94) A estrutura anatômica conhecida como processo de LUSCHKA é formada pelo processo
a) laminar.
b) transverso.
c) unciforme.
d) espinhoso.
Skeletal trauma: basic science, management and reconstruction. Philadelphia: Saunders.5th Edition
Capítulo 44 , 1693.
01 - BRANCA
95) A zona anatômica vascular crítica da medula espinhal é de
a) T2 a T4.
b) T4 a T9.
c) T9 a T12.
d) T12 a L1.
Campbell`s operative orthopaedics. St Louis : Mosby/Manole. 12a edição capítulo 37 página 1529.

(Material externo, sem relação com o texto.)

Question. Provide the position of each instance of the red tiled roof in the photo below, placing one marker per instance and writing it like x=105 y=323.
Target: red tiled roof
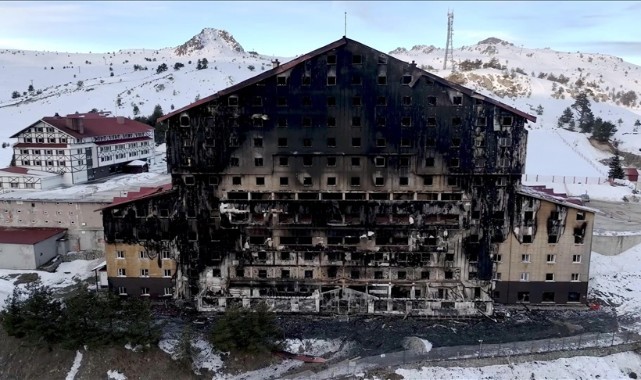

96) A fraqueza da abdução do braço pode ser observada no acometimento da raíz


a) C5.
b) C6.
c) C7.
d) C8.
Campbell`s operative orthopaedics. St Louis : Mosby/Manole. 12a edição 1920.

97) No tratamento da instabilidade patelar, a técnica de ELMSLIE-TRILLAT modificada por COX consiste de
liberação do retináculo lateral,
a) pregueamento do retináculo medial e transferência distal da TAT.
b) pregueamento do retináculo medial e transferência medial da TAT.
c) reconstrução do ligamento patelofemoral lateral e transferência distal da TAT.
d) reconstrução do ligamento patelofemoral lateral e transferência medial da TAT.
Campbell's operative orthopaedics. St. Louis: Mosby. 10th ed., p. 2387.

98) A ruptura do tendão quadricipital geralmente ocorre em pacientes com idade


a) inferior a 40 anos e tendões saudáveis.
b) inferior a 40 anos e tendões doentes.
c) superior a 40 anos e tendões saudáveis.
d) superior a 40 anos e tendões doentes.
Rockwood and Green’s Fractures in Adults. Philadelphia: Lippincott; 7th ed p. 1769.

99) Na técnica de fixação externa articulada para tratamento da luxação do joelho, o pino femoral de centralização
das dobradiças deve ser inserido no ponto de encontro entre uma linha a partir da cortical
a) posterior e a linha de WHITESIDE.
b) posterior e a linha de BLUMENSAAT.
c) anterior e a linha de WHITESIDE.
d) posterior e a linha de BLUMENSAAT.
Rockwood and Green’s Fractures in Adults. Philadelphia: Lippincott; 7th ed p. 1857.

100) O teste da apreensão patelar deve ser realizado com joelho fletido entre
a) 0 e 10o.
b) 10 e 20o.
c) 20 e 30o.
d) 30 e 40o.
Campbell's operative orthopaedics. St. Louis: Mosby. 10th ed., p. 2378.